The Paramount Theater (Getty Images)As the film portion of Austin's sprawling South By Southwest festival winds down, check out five films that people will be talking about:
"Spring Breakers" -- Former Disney stars Vanessa Hudgens and Selena Gomez, along with Ashley Benson and Rachel Korine, break bad as bored, hedonistic college students. When they learn that they don't have enough money to go on vacation, they simply rob a coffee shop -- and Presto! It's spring break time. After partying harder than Andrew W.K., they fall in with a sleazy rapper/would-be drug kingpin Alien, played with relish by James Franco, who pulls the girls deeper and deeper into the crime underworld. Sure, director Harmony Korine's tendency to let the camera linger on his stars' lithe, bikinied body feels more than a little creepy, but he has a genius for creating pungently bizarre images. Case in point: Franco's beachside serenade to Britney Spears's "Everytime" as the girls, clad only in bikinis and pink ski masks, dance while clutching AK-47s. It plays like some insane mash-up of a K-Fed video and "Red Detachment of Women." I still haven't figured out if "Spring Breakers" is exploitative garbage or brilliant.
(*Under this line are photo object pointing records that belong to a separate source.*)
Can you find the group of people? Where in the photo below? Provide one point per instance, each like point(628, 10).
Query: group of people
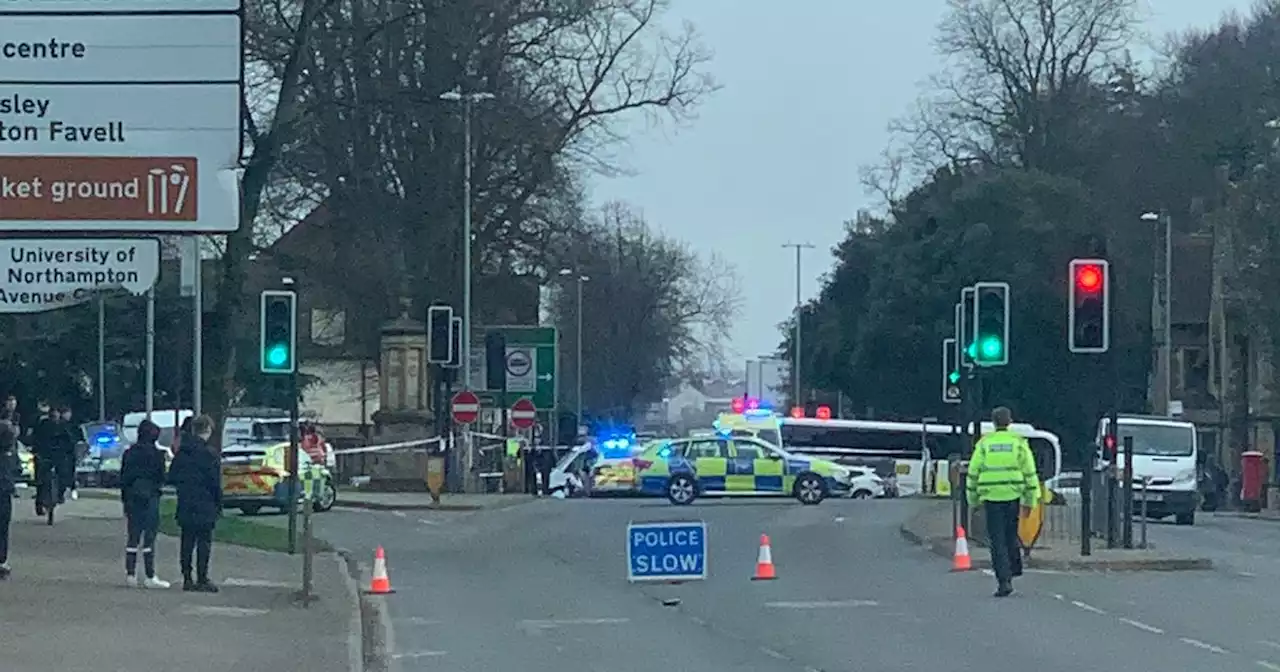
point(195, 472)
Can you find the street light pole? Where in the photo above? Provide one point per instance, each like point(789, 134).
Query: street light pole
point(795, 344)
point(467, 101)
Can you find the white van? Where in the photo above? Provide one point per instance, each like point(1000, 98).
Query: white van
point(1165, 452)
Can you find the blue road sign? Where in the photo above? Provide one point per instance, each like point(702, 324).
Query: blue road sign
point(667, 551)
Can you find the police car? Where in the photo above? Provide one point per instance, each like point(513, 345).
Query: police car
point(686, 469)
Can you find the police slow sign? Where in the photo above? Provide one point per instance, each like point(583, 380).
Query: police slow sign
point(667, 551)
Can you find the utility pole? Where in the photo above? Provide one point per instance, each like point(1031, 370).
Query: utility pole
point(1161, 310)
point(795, 342)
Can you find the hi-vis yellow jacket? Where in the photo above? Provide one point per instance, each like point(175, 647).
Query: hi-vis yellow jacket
point(1002, 469)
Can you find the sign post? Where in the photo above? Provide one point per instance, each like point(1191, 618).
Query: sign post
point(524, 414)
point(667, 551)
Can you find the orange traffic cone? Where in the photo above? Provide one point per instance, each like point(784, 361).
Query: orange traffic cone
point(380, 583)
point(961, 562)
point(764, 570)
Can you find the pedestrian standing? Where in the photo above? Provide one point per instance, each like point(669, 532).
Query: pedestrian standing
point(9, 467)
point(196, 472)
point(142, 474)
point(1002, 479)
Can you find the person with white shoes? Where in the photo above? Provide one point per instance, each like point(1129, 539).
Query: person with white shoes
point(142, 474)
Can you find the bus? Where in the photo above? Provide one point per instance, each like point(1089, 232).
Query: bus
point(905, 451)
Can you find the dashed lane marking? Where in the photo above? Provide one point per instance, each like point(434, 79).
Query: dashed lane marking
point(561, 622)
point(417, 654)
point(818, 604)
point(1139, 625)
point(1200, 644)
point(231, 612)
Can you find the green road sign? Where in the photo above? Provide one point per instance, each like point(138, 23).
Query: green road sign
point(531, 353)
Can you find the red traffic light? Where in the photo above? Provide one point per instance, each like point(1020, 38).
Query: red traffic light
point(1088, 278)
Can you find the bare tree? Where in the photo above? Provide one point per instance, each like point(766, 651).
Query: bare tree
point(1018, 74)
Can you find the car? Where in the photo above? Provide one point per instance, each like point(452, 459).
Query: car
point(255, 476)
point(691, 467)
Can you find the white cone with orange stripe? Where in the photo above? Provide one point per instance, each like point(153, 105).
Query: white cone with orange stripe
point(764, 570)
point(380, 584)
point(961, 562)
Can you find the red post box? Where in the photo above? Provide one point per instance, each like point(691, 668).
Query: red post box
point(1252, 476)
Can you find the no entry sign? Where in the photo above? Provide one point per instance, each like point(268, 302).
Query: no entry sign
point(524, 412)
point(466, 407)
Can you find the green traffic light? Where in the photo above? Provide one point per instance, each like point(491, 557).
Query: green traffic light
point(278, 356)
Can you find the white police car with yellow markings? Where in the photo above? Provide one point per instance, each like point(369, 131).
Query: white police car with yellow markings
point(711, 466)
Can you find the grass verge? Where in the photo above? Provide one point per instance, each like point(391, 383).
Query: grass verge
point(236, 530)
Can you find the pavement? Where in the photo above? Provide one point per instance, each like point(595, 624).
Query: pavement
point(67, 607)
point(542, 588)
point(931, 528)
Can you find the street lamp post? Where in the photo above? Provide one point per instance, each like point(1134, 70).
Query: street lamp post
point(577, 396)
point(1161, 306)
point(467, 101)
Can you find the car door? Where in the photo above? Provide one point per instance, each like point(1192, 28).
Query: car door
point(709, 458)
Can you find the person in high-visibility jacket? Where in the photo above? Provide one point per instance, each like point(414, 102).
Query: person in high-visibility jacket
point(1002, 479)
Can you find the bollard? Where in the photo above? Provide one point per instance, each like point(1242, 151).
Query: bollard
point(1146, 481)
point(307, 553)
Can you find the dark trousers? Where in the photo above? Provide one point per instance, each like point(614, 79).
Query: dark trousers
point(196, 542)
point(1006, 551)
point(5, 516)
point(144, 522)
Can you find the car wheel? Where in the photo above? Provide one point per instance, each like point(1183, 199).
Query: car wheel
point(681, 489)
point(810, 489)
point(328, 497)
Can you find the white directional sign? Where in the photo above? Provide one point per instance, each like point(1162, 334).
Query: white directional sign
point(141, 128)
point(101, 7)
point(50, 274)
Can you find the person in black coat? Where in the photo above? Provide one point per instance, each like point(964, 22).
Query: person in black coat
point(142, 472)
point(196, 472)
point(9, 467)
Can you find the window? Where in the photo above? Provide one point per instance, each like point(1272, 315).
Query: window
point(328, 327)
point(705, 448)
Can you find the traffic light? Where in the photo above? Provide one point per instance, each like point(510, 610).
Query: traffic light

Perhaps it's brilliant exploitative garbage. It is definitely, however, lurid, ridiculous, and frequently hilarious.
"Upstream Color" -- If David Cronenberg and Terrence Malick ever got together and made a movie, it might look something like "Upstream Color." Shane Carruth, who wrote, directed, edited, sound edited, starred in, and mostly likely catered this film, creates a world that is maddeningly opaque yet completely compelling. This is not a flick that is easily summarized, but it centers on Kris (Amy Seimetz), a woman who after suffering a devastating, if baffling, crime finds herself seeking safety and comfort in the equally damaged Jeff (Carruth). But that description leaves out the worms -- which petty thugs use to create some kind of mind-controlling drug. And there's the menacing bloom of blue organisms. And then there's that pig farmer -- who in this world may or may not be God. If you found "Inception" a little too weird, give it a miss. But folks who like enigmatic, thought-provoking, and original movies, this flick is for you.
"Mud" -- Jeff Nichols's last movie, "Take Shelter," blew just about everyone away with its deft mixture of drama, dread, and psychological acuity. For his follow-up, Nichols goes bigger with a coming-of-age story set along the riverways of southern Arkansas. Ellis (Tye Sheridan) and Neckbone (Jacob Lofland) are teenage buddies who stumble upon Mud (Matthew McConaughey), a fugitive huckster desperate to get back with the love of his life, Juniper (Reese Witherspoon). Hoping to make sense of his parents' failing marriage, Ellis pushes heaven and earth to unite the two, in spite of a fearsome band of vengeful Texans, only to learn that adult romance is often confusing, flawed, and irrational. McConaughey is terrific as a semiferal fool for love, and the young Sheridan more than holds his own against a talented, seasoned cast. Watch for this movie during awards season.
"Drinking Buddies" -- Joe Swanberg, one of the doyens of the mumblecore movement, gets a budget and some name actors. Kate (Olivia Wilde) and Luke (Jake Johnson) are two frequently drunk hipsters working at a Chicago craft brewery whose comradely japes and jokes are edged with more than a little sexual tension. Yet after a double date off in a remote cabin, the two start sliding from being just workmates toward being workmates with benefits. Swanberg has his actors improvise everything, and as a result he gets some subtle, rarely captured emotional shadings. This flick might be painted on a small canvas, but it's still a treat.
"Don Jon" -- Think "Saturday Night Fever" meets "Shame" meets "500 Days of Summer." Joseph Gordon-Levitt plays a porn-addicted, ultramacho Jersey meathead whose highest goal in life is to score with a perfect 10. Yet when he meets that girl (Scarlett Johansson) -- he discovers that's he's not happy. While he's still obsessed with porn's unrealistic fantasies, his lady is equally obsessed with the unrealistic fantasies of romantic comedies. Though "Don Jon," which Gordon-Levitt also wrote and directed, might be categorized as a rom-com, it's really a sly critique of that tired genre and the rigid gender roles that they demand. It's also surprisingly sweet and entertaining.